Is it time for gardeners to panic?
Probably not, says WTOP garden editor Mike McGrath.
"All of the normal plants, plants that have been in their garden for years, the shrubs, the trees, the spring bulbs, these plants are fine. They're very used to these kind of conditions. Spring bulbs, shrubs that have been in your home forever, they expect this, and they have kind of built-in antifreeze. So those kind of existing plants don't need any attention from you whatsoever."
He adds that things like pansies, peas, lettuce and spinach should also be alright in the cold. No need to cover them.
"All these plants cannot only tolerate cold temperatures, they really enjoy them. Even snow will not bother them. That's why they're called snow peas, because once they have sprouted the plants can take a light cover of snow."
McGrath says the only plants that could suffer from the cold temperatures are recently planted summer plants.

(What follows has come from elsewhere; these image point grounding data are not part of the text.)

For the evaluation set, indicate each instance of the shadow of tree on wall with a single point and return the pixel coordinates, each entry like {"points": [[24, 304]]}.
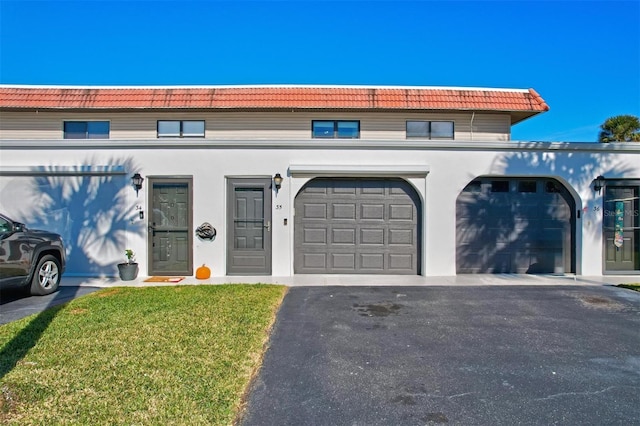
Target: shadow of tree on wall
{"points": [[90, 206], [528, 232]]}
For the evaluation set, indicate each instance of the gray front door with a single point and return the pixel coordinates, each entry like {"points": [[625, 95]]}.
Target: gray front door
{"points": [[249, 226], [170, 226], [621, 229]]}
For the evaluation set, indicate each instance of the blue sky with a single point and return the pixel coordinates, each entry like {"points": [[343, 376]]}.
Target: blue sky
{"points": [[582, 57]]}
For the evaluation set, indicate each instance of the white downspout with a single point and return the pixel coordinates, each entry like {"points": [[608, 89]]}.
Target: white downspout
{"points": [[473, 114]]}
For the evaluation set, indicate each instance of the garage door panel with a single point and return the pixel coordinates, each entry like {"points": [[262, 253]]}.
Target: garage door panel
{"points": [[315, 261], [401, 212], [517, 231], [315, 211], [371, 189], [372, 261], [372, 236], [372, 211], [344, 211], [343, 261], [315, 236], [372, 227], [401, 262], [343, 236], [405, 237]]}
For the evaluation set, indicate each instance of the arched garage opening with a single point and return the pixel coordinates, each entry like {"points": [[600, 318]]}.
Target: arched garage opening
{"points": [[515, 225], [357, 226]]}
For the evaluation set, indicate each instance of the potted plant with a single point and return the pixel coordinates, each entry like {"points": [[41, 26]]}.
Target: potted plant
{"points": [[128, 271]]}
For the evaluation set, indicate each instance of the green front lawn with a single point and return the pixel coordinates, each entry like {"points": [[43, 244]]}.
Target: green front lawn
{"points": [[154, 355]]}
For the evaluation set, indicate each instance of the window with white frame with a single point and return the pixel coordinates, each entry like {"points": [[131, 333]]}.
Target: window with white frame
{"points": [[86, 129], [430, 130], [335, 129], [180, 128]]}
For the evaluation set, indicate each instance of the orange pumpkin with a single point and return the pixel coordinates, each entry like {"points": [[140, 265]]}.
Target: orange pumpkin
{"points": [[203, 272]]}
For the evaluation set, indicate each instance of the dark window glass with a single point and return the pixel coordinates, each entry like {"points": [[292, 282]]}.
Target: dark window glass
{"points": [[75, 129], [552, 186], [180, 129], [430, 129], [86, 130], [475, 186], [98, 129], [499, 186], [417, 129], [193, 129], [527, 186], [442, 130], [322, 129], [335, 129], [348, 129]]}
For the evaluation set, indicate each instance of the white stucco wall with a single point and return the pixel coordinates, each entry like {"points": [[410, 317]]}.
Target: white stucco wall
{"points": [[438, 171]]}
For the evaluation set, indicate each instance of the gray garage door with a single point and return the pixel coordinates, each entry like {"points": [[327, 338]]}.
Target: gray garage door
{"points": [[515, 226], [357, 226]]}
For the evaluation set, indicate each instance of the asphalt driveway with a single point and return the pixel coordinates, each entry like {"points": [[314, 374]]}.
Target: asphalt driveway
{"points": [[16, 304], [451, 355]]}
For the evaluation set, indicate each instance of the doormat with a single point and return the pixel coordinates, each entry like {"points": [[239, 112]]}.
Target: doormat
{"points": [[164, 279]]}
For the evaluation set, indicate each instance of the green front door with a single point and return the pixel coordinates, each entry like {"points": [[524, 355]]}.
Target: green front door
{"points": [[621, 226], [170, 226]]}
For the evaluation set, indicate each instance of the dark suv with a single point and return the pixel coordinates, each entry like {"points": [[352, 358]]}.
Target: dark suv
{"points": [[29, 258]]}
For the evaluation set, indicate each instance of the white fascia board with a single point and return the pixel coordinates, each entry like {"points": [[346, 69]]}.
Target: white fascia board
{"points": [[41, 170], [266, 86], [417, 170]]}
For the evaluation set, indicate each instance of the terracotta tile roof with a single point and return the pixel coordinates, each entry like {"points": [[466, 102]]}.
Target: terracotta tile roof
{"points": [[272, 97]]}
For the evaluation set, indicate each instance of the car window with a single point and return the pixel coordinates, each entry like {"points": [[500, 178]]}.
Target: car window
{"points": [[5, 226]]}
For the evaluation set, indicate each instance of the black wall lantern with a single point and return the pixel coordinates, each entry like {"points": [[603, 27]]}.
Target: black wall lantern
{"points": [[136, 181], [598, 183], [277, 180]]}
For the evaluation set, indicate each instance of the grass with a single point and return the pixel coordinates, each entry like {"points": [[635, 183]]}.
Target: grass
{"points": [[631, 286], [180, 355]]}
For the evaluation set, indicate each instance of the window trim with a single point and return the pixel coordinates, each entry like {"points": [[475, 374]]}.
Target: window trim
{"points": [[181, 133], [335, 134], [429, 135], [86, 133]]}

"I have, believe it or not, gotten emails from people who've already planted their tomatoes and peppers and cucumbers and things like that. Essentially, there's no way to sugarcoat it, they either dig those plants up and bring them back inside and give them hot chocolate and a blanket and apologize to them...or they will definitely lose them."
He says you need to wait another month before planting summer crops.
"Those plants should not be installed until nighttime temperatures are reliably in the 50s. Daytime temperatures don't count. You really want to look at the nighttime temperatures for the next five to 10 days to know that it's safe to plant the crops of summer."